The day before Phillip’s birthday, Sarah and Phillip left for England, leaving Emanuelle at the château to watch over it. She was a responsible girl and she had paid her price for the war too. Her brother Henri had been killed in the Ardennes the previous winter. But he had been a hero in the Resistance.

Colonel Foxworth and his counterpart in Paris had made arrangements for Sarah and Phillip on a military flight going to London, and there had been a great deal of hush-hush talk, telling the air force to expect the Duchess of Whitfield and her son, Lord Phillip.

The Americans provided a jeep to Paris for her, and they circumvented the town as they headed for the airport. They arrived with only moments to spare, and she swept Phillip into her arms, running for the plane, carrying their one small suitcase with the other. And as she reached the plane, a soldier stepped forward and stopped her.

“I’m sorry, madam. You can’t get on this plane.

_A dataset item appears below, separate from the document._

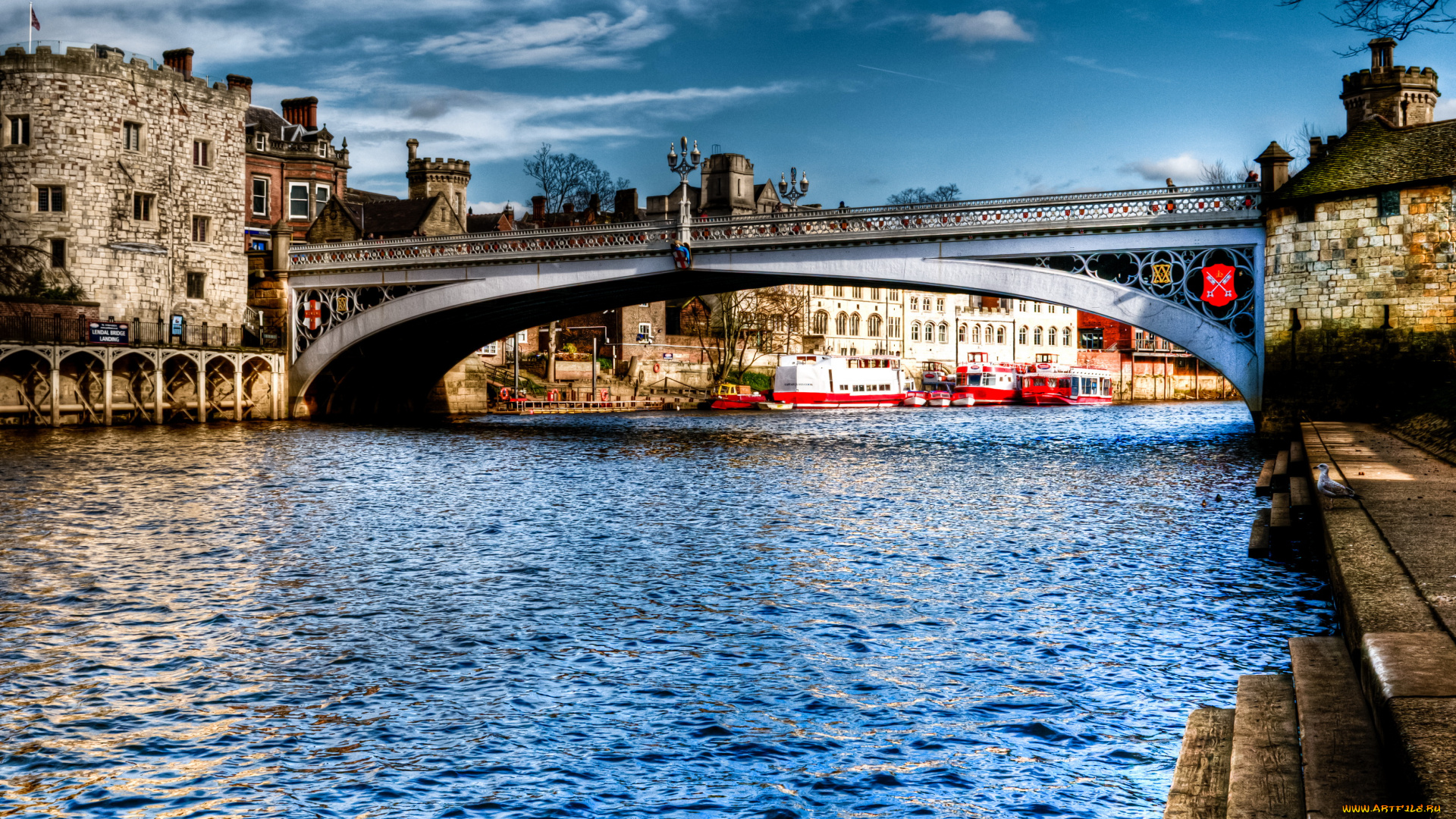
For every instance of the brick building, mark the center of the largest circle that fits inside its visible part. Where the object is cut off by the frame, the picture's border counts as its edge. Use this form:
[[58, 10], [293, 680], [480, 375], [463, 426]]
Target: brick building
[[293, 168], [1359, 261], [126, 174]]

This is a military flight …
militaire
…” he said in French, thinking she didn’t understand him.
“Non

non


He wagged a finger at her and she shouted at him above the din from the engines.

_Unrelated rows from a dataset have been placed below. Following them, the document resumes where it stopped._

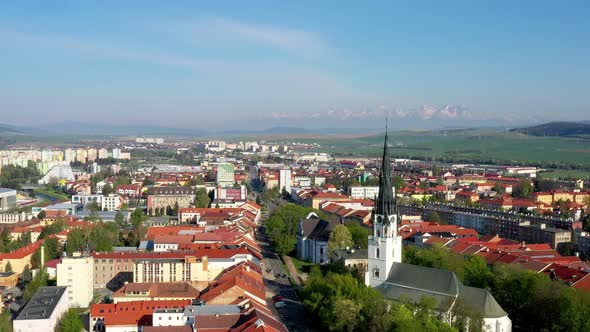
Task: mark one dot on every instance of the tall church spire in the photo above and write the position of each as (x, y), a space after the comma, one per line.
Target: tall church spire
(385, 203)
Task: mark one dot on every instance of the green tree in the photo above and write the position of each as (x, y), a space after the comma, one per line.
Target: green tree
(76, 241)
(138, 217)
(525, 188)
(202, 199)
(52, 249)
(27, 276)
(38, 281)
(70, 322)
(398, 182)
(434, 217)
(360, 234)
(282, 225)
(119, 220)
(498, 188)
(477, 273)
(107, 189)
(340, 238)
(25, 239)
(6, 321)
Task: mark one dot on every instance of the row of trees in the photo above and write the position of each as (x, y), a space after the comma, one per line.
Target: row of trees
(340, 302)
(7, 244)
(15, 176)
(533, 301)
(282, 226)
(104, 236)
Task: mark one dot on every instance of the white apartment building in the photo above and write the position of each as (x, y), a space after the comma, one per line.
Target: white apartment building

“They’re expecting me! We are
expected!”

“This flight is only for military personnel,” he shouted back, “And some old—” And then he realized who she was, and blushed to the roots of his hair, as he reached out to take Phillip from her. “I thought … I’m really sorry, ma’am … Your, er … Majesty …” It had dawned on him too late that she was the promised duchess.

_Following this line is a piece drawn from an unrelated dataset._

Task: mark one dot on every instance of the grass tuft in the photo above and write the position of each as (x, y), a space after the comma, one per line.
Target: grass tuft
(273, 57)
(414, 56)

“Never mind.” She smiled, and stepped into the plane behind him. He had been expecting some old crone, and it had never dawned on him that the Duchess of Whitfield would be a young woman with a little boy. He was still apologizing when he left them.

The flight to London didn’t take very long, it took them less than an hour to cross the channel. And on the way over, several soldiers spoke to her admiringly for having weathered the Occupation. It seemed odd to Sarah as she listened to them, and remembered how relatively peaceful her life had been, during her four years in the cottage, protected by Joachim. When they arrived in London, an enormous Rolls-Royce was waiting for them. She was to go directly to the Air Ministry for a meeting with Sir Arthur Harris, the commander in chief of Bomber Command, and the King’s private secretary, Sir Alan Lascelles, who was there by order of the King, and also to represent the secret intelligence service. They had flags and little insignia to give to Phillip, and all the secretaries kept calling him Your Lordship. It was a good deal more ceremony and respect than he was used to, but Sarah noticed with a smile that Phillip definitely seemed to like it.

“Why don’t people at home call me that?” he whispered to his mother.

“Like whom?” She was amused by the question.

“Oh … Emanuelle … the soldiers …”

“I’ll be sure to remind them,” she teased, but he didn’t hear the humor in her voice and he was pleased that she agreed with him.

Several of the secretaries and two aides kept Phillip busy for her. When she went into the meeting, she found herself with Sir Arthur and Sir Alan. They were extremely kind to her, and what they wanted to tell her was what she already knew, that for two and a half years there had been no word of William.

She hesitated, trying to compose herself, and to get up the courage to ask a question. She took a deep breath and then looked at them. “Do you think it’s possible he’s still alive?” she asked softly.